Agitation against measures to combat the pandemic is being led by the Spanish bourgeoisie, who are demanding that the government keep workers on the job and keep schools open. Speaking to El País, Antonio Garamendi, president of the Confederación Española de Organizaciones Empresariales (Spanish Confederation of Employers’ Organisations) stated that a new lockdown “would be a disaster for the economy, companies and employment.”
Echoing this view, a banker bluntly told the same newspaper: “The fewer confinements the better. We can’t close industry or schools, because this means that parents would have to stay at home with their children and the economy would not function. It would be a true catastrophe.”

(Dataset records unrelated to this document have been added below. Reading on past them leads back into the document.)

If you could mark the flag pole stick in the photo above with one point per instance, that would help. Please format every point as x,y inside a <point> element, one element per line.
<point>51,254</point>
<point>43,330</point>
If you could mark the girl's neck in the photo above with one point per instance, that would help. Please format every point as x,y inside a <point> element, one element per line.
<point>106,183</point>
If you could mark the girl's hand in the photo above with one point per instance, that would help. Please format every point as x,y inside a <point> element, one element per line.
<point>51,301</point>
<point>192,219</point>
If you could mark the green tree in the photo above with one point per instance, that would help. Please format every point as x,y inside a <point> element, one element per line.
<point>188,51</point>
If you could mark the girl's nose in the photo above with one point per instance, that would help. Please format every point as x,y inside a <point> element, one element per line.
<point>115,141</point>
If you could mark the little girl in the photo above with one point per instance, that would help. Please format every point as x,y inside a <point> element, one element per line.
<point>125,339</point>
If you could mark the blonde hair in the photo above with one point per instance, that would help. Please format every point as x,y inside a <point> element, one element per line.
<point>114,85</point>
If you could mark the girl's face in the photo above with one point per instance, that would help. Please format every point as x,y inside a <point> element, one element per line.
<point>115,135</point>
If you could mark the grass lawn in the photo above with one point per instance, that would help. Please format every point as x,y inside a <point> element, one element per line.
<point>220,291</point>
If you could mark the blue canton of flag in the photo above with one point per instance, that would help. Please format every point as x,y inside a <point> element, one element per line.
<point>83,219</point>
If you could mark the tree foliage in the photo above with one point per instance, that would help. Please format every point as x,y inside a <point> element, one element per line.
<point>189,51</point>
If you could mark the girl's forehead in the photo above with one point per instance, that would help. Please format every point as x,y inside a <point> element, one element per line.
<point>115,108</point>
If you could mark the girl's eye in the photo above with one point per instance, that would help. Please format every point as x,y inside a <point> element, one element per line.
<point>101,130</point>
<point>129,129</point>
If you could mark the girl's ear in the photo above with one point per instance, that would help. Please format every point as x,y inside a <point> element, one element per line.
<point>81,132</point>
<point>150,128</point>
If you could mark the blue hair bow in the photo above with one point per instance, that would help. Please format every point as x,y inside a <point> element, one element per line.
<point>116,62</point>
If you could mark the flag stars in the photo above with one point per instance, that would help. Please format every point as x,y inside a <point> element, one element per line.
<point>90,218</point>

Fraudulently claiming that lock-down measures implemented in March had no effect, a representative of a Spanish energy group told El País: “We don’t believe that confinement is a good idea. We have seen the results from March and its almost non-existent effect. We believe that before applying [lock-down measures] we should exhaust every possible solution so as to avoid completely paralysing the economy.”
Even as the PSOE-Podemos government continues to endanger workers’ lives at the behest of the Spanish and international bourgeoisie—justifying their criminal refusal to implement substantive measures to combat the pandemic with lying claims that the economy cannot afford it—they have been able to open the coffers of the state to hand out massive bailouts to giant corporations.
Last week, the Spanish cabinet agreed to their first massive state rescue package since the start of the pandemic, pledging to bail out Air Europa to the tune of €475 million. This state aid will see the third-largest Spanish airline (after Iberia and Vueling) receiving €240 million in participatory loans and another €235 in ordinary loans, to be paid back over six years.
The bailout will be overseen by state-owned industrial holding company SEPI (State Society of Industrial Participation), which will have the right to appoint two representatives to the company’s advisory board and will have to authorise any planned workforce restructuring by the airline.
The livelihoods of the airline’s nearly 3,000 workers now hang in the balance, with Air Europa refusing to reveal the details of its supposed “viability plan” to its employees, according to pilots union SEPLA. The state bailout will be predicated on massive attacks on jobs and conditions at Air Europa.